I started making quilts about six years ago. In my lectures to quilters, I talk about the reasons why:

  • I realized I didn’t have to make quilts that looked like what I saw in contemporary magazines or books; my quilts could look like ME, with solid black fabric, and teeny-tiny prints, and washed out shirting prints, and zero rick-rack
  • it was no longer uncool to be like my mom — in fact, it struck me as the coolest thing ever to be a part of my family’s place in the world
  • I got really, really sick and I needed non-medicinal healing (hello, patchwork)
  • the timing was right, age-wise. I was in my late twenties and ready to sit down for five seconds

And so I became a quilter and making quilts has brought me untold joy ever since. I’m not sure how many quilts I’ve made; it’s dozens, and they’re all kinda huge. Mom has always told me to make quilts that cover people, since that’s what quilts are for. The Fons women don’t do table toppers, though we support anyone who does. We support quilters, period.

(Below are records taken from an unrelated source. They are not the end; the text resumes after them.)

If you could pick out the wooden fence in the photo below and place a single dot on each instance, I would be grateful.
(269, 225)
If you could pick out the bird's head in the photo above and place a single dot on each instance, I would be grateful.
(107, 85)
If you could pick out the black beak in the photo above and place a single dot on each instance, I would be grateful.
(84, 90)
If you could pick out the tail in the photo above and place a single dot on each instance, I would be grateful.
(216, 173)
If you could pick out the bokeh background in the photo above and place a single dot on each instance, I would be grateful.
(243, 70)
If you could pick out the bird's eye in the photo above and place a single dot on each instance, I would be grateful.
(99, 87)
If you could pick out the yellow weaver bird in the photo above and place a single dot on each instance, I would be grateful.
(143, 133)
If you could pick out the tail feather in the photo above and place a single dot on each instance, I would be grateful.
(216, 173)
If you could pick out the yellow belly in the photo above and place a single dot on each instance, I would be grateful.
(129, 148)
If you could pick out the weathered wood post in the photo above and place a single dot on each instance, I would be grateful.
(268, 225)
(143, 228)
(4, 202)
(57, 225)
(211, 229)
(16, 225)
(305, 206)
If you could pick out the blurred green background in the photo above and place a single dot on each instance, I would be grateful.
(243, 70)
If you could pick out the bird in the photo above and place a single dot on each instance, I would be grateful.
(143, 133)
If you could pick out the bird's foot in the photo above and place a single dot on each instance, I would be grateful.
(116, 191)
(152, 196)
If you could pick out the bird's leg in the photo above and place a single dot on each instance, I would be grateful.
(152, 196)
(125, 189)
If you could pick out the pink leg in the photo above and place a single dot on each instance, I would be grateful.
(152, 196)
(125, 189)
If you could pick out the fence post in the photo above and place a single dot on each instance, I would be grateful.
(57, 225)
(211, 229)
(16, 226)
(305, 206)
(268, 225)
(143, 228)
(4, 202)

A sewing machine with my name on it arrived in New York City yesterday. The fine folks at BabyLock are loaning me an Ellisimo while I’m here, and I carried that huge, glorious box 2.5 blocks and up 2.5 flights of Manhattan walk-up stairs with huge smile on my face. Anywhere I hang my hat for more than about four minutes simply ain’t a home unless I’ve got a sewing machine nearby. Making patchwork and making quilts isn’t just something I do: it’s something I am. The craft, the gesture, the sense-memory of the process is in my DNA, now. I quilt, therefore I am a whole person.

I have absolutely no idea where I’m going to put this thing. Seriously.